Goto

Collaborating Authors

Task-Free Continual Learning via Online Discrepancy Distance Learning

Neural Information Processing Systems

Learning from non-stationary data streams, also called Task-Free Continual Learning (TFCL) remains challenging due to the absence of explicit task information in most applications. Even though recently some algorithms have been proposed for TFCL, these methods lack theoretical guarantees. Moreover, there are no theoretical studies about forgetting during TFCL. This paper develops a new theoretical analysis framework that derives generalization bounds based on the discrepancy distance between the visited samples and the entire information made available for training the model.
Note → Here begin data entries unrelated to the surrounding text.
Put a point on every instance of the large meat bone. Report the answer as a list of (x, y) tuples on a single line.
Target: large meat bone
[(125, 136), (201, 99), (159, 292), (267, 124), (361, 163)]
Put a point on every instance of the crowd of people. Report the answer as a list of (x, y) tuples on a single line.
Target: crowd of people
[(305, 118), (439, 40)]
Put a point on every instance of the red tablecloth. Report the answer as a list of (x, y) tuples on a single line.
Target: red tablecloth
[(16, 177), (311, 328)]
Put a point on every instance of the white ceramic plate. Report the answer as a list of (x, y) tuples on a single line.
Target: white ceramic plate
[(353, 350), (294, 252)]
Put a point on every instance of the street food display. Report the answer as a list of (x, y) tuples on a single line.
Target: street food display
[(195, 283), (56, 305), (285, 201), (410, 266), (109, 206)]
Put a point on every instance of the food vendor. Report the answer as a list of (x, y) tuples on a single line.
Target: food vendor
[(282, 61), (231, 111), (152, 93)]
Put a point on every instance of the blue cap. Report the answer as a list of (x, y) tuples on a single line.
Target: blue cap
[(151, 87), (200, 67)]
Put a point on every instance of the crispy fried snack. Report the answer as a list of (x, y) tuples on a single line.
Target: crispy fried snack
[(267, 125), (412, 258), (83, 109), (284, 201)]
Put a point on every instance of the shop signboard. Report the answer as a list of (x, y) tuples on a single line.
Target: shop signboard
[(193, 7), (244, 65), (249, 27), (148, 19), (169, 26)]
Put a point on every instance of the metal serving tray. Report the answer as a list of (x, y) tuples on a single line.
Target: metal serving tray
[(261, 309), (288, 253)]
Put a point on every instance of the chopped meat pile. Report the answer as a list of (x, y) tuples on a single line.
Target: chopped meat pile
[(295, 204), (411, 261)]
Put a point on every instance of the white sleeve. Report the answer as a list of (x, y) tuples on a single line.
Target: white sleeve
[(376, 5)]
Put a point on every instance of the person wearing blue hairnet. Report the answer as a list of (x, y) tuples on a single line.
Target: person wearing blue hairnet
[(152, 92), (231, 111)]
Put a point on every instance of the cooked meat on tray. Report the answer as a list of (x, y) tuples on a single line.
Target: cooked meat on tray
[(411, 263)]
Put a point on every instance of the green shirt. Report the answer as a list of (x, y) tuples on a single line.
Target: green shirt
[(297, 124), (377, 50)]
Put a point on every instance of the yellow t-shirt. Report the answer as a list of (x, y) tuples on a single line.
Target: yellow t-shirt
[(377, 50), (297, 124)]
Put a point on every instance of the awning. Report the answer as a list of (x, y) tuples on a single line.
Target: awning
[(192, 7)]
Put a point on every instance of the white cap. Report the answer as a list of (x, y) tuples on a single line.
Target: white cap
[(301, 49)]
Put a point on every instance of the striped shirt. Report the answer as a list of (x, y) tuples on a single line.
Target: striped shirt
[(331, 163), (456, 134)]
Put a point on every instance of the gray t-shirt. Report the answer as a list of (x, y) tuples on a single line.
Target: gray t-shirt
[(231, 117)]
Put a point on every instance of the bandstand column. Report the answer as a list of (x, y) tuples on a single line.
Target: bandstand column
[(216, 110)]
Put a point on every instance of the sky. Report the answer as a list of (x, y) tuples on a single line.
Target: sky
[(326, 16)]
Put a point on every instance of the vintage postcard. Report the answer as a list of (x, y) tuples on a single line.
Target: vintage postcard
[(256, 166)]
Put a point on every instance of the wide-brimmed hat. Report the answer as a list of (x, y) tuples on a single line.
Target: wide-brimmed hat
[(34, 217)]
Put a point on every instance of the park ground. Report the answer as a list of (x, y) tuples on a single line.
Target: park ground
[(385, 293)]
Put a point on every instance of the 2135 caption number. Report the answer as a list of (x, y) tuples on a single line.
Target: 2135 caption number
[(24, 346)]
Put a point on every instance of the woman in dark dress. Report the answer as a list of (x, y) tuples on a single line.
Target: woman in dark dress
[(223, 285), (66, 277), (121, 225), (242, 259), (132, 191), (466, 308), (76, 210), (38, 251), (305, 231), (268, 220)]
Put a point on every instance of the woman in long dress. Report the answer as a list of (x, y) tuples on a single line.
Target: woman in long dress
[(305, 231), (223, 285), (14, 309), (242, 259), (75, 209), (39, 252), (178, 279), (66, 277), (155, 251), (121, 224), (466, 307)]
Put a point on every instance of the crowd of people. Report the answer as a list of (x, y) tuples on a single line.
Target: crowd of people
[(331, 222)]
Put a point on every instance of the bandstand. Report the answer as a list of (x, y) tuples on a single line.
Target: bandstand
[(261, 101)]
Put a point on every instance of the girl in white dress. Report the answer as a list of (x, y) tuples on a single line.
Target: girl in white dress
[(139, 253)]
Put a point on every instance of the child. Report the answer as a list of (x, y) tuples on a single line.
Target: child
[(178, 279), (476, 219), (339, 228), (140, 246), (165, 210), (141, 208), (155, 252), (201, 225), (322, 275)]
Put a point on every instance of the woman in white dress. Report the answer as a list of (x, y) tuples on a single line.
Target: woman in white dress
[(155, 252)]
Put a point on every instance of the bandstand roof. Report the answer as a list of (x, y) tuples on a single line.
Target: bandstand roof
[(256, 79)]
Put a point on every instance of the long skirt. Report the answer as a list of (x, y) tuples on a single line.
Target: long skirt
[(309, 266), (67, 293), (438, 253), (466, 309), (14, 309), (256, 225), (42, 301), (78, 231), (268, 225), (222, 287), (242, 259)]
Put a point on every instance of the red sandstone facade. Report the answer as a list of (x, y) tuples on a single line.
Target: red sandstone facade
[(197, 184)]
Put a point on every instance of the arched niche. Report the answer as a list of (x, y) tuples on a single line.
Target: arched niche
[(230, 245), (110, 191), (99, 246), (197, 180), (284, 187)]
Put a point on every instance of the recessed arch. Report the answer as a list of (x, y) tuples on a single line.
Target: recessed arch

This analysis provides new insights into the forgetting behaviour in classification tasks. Inspired by this theoretical model, we propose a new approach enabled with the dynamic component expansion mechanism for a mixture model, namely Online Discrepancy Distance Learning (ODDL). ODDL estimates the discrepancy between the current memory and the already accumulated knowledge as an expansion signal aiming to ensure a compact network architecture with optimal performance. We then propose a new sample selection approach that selectively stores the samples into the memory buffer through the discrepancybased measure, further improving the performance. We perform several TFCL experiments with the proposed methodology, which demonstrate that the proposed approach achieves the state of the art performance.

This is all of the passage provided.